Windows 10ゲーム独占販売が続く「Windows Store」の抱える問題点、Microsoftは”GfWLの再来”を防げるのか?

MicrosoftのXbox部門ヘッドPhil Spencer氏は、Windows 8.1やWindows 10向けに展開されている「Windows Store」の改善プランがあることを明らかにした。「Windows Store」では『Quantum Break』といったWindows 10ゲームの独占販売が続いているが、Steamなどの競合サービスと比較すると様々な問題点や欠点があるとの批判が出始めており、その声に対してSpencer氏がTwitter上で返答した。Microsoftはかつて「Games for Windows Live」でPCゲーマーからの信頼を失ったが、今後「Windows Store」と共にどのような動きを見せるのだろうか。

進む「Windows Store」での独占販売

「Windows Store」とは、Windows 8.x以降のOSに搭載されているMicrosoftのアプリストアのことだ。いわゆるAppleのApp Storeのような存在であり、ユーザーはこの「Windows Store」から様々なアプリを購入しインストールすることが可能。さらに現在Micorosoftは、パブリッシングを担当しているWindows 10ゲームをWindows Storeでのみ販売する方針を進めつつある。
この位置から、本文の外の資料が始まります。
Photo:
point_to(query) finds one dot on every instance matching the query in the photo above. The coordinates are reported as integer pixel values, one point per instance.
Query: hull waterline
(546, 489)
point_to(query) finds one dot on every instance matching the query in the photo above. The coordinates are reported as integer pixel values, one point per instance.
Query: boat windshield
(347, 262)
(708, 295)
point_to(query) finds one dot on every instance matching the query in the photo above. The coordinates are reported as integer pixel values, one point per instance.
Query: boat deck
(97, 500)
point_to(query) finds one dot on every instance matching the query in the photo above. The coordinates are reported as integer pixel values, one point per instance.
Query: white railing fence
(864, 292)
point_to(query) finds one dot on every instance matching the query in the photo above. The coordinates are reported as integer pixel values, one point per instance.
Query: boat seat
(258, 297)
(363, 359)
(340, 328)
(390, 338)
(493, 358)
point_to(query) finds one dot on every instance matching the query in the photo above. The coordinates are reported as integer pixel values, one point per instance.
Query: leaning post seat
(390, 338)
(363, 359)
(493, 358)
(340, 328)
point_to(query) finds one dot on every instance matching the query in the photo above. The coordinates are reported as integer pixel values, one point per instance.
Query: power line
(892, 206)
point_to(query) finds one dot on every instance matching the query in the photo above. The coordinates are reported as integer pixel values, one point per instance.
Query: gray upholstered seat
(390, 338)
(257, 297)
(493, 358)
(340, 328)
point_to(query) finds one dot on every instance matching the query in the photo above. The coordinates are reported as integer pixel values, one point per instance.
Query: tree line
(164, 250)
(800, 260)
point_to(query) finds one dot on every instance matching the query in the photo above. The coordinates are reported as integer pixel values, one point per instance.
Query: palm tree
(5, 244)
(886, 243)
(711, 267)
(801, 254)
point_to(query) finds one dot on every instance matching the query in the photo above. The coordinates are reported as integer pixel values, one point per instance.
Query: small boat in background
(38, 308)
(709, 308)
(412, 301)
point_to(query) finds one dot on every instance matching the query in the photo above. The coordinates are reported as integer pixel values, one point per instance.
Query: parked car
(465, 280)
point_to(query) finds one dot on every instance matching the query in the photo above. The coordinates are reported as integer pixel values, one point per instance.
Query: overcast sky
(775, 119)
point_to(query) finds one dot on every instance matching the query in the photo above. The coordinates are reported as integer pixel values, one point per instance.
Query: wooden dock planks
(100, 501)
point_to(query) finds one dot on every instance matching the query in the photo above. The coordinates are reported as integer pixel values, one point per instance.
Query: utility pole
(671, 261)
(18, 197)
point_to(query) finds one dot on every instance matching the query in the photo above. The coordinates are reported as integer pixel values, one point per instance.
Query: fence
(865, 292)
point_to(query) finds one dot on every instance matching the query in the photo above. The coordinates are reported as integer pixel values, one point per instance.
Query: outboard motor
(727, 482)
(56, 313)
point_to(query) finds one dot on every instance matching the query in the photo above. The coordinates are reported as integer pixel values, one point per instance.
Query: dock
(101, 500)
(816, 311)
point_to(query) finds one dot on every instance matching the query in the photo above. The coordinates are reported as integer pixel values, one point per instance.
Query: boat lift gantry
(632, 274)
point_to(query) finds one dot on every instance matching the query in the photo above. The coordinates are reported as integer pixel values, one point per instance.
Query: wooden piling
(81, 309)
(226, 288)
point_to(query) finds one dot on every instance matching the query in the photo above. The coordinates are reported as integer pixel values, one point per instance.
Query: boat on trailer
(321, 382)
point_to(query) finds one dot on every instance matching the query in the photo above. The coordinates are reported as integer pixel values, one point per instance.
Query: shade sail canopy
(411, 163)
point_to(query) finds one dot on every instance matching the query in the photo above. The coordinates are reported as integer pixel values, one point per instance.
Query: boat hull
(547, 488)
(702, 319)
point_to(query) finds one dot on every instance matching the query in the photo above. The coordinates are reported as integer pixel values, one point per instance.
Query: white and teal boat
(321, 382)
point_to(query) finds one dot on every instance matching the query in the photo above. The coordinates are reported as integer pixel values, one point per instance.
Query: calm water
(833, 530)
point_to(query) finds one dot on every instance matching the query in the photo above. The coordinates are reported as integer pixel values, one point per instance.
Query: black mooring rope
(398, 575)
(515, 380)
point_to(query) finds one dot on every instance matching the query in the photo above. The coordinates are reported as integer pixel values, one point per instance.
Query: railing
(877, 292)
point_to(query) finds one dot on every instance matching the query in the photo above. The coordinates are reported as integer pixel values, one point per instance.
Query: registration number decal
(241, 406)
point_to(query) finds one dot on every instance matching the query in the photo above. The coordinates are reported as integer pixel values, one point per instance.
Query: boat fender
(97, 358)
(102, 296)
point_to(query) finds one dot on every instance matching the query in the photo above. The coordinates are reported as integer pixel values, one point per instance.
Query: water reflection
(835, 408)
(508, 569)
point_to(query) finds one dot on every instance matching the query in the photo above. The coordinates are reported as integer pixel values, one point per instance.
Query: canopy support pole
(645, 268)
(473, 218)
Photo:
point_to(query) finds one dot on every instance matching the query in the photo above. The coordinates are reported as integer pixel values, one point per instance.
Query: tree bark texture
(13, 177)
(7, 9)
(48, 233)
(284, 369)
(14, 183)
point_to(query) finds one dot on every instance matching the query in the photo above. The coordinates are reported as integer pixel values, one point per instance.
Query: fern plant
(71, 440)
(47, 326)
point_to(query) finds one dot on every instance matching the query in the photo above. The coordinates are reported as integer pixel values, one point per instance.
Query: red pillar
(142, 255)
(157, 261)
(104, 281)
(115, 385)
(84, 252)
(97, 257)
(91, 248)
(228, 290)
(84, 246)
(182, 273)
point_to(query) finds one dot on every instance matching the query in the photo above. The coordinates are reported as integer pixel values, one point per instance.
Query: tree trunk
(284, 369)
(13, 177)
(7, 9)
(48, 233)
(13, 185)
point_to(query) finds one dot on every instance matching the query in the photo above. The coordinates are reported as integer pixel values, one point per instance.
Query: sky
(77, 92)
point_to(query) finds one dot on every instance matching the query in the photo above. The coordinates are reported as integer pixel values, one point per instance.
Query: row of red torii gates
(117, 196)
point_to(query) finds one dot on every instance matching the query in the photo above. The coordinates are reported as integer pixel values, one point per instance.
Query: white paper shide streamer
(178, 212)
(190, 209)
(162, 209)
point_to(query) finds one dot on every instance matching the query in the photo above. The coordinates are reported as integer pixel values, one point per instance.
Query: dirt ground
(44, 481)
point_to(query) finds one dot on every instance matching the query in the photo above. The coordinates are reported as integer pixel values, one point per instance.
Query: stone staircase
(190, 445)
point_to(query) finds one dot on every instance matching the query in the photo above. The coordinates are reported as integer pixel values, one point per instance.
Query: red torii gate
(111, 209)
前述したRemedy Entertainmentの最新作『Quantum Break』に加え、2016年にリリース予定の『Gigantic』もXbox One/Windows Storeにて独占販売であり、2015年8月には『Fable Legends』のWindows版が「Windows Store」でのみ販売されることが明らかされていた。現時点で発表は無いが、今春にリリース予定とされている『Gears of War: Ultimate Edition』や『Killer Instinct』のPC版も、このままの方針でいけば「Windows Store」でのみ販売されると見てよいだろう。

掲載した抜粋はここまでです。